Where BCS is concerned, spelling of foreign names is one of the things where there are major differences between Bosnian, Croatian and Serbian standards. Simply put, Serbian uses "nativized" spelling (sometimes called "po Vuku" referring to Vuk Karadžić and the famous saying _Piši kao što govoriš i čitaj kako je napisano_ "Write as you speak and read the way it is written") in both Latin and Cyrillic (*Bijonsin otac/ Бијонсин отац*), Croatian uses (adjusted) original spelling or international spelling and only uses Latin, and Bosnian uses (adjusted) original spelling and international spelling when written in Latin alphabet and "nativized" spelling when written in Cyrillic (which is almost never the case). 

Where declension of foreign names is concerned, there are a number of rules in Bosnian, but generally speaking case and other endings are added directly to the name (no dash etc.) and the name is either spelled exactly as in the originating language (or its official Latin representation in Bosnian) or they are minimally changed in some cases. Note that for some languages, most notably Slavic ones that use only the Cyrillic alphabet, we have our own transcription/transliteration rules and we use them (so it's _Todor Živkov_ and not _Todor Zhivkov_)

So, "*Beyoncén otac*" could have been either Croatian or Bosnian, but not Serbian. And I think I would have spelled that *Beyoncéin*, but I'd have to check with the Bosnian official orthography. 

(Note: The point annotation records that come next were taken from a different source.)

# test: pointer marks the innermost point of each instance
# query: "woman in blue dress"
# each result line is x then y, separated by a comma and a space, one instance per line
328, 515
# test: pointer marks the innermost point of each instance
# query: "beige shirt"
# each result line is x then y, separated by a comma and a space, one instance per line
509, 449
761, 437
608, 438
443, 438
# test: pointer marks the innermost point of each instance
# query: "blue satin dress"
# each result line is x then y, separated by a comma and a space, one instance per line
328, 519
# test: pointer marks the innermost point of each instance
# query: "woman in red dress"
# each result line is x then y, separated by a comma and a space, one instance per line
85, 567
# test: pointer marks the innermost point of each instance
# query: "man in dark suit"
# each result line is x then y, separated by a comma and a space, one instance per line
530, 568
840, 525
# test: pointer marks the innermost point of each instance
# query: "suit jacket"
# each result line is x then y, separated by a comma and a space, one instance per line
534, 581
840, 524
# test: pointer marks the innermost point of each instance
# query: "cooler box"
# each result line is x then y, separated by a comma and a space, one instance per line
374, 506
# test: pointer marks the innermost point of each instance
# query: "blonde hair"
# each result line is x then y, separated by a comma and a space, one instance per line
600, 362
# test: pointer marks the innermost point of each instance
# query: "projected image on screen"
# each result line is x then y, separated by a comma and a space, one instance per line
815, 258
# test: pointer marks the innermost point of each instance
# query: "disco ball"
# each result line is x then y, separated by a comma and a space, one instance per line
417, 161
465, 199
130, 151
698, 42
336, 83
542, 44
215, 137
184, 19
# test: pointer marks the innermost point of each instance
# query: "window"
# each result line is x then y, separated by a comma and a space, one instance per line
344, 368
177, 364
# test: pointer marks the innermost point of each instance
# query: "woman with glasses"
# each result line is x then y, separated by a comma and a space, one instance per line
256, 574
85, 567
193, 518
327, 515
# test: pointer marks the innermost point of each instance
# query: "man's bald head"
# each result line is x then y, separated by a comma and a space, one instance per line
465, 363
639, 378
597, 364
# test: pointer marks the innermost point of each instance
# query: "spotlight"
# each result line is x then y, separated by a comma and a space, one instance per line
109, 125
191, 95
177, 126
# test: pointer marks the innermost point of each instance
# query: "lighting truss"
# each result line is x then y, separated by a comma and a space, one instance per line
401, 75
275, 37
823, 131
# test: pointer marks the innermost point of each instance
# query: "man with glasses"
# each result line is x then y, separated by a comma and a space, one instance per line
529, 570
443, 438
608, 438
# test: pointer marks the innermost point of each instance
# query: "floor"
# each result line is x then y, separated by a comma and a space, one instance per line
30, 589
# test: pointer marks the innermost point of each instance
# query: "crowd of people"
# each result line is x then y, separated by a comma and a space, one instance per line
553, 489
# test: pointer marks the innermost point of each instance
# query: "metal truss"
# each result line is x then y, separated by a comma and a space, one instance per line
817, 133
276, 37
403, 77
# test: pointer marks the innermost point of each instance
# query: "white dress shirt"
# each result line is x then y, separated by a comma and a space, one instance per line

One more thing to note is that you may find people who do not follow the official orthography, so you may find *Bijonsin *in Bosnian as well (that would also have been the official spelling in pre-1990s orthography of Serbo-Croatian as used in Bosnia-Herzegovina, I think), and Google gives some hits for *Beyoncéin* (and *Beyoncé-in*) on Serbian sites (domain .rs).

We have discussed this in a previous thread, but I can't remember which one.


----------



## TriglavNationalPark

Slovenian uses *Beyoncejin* *oče* (example).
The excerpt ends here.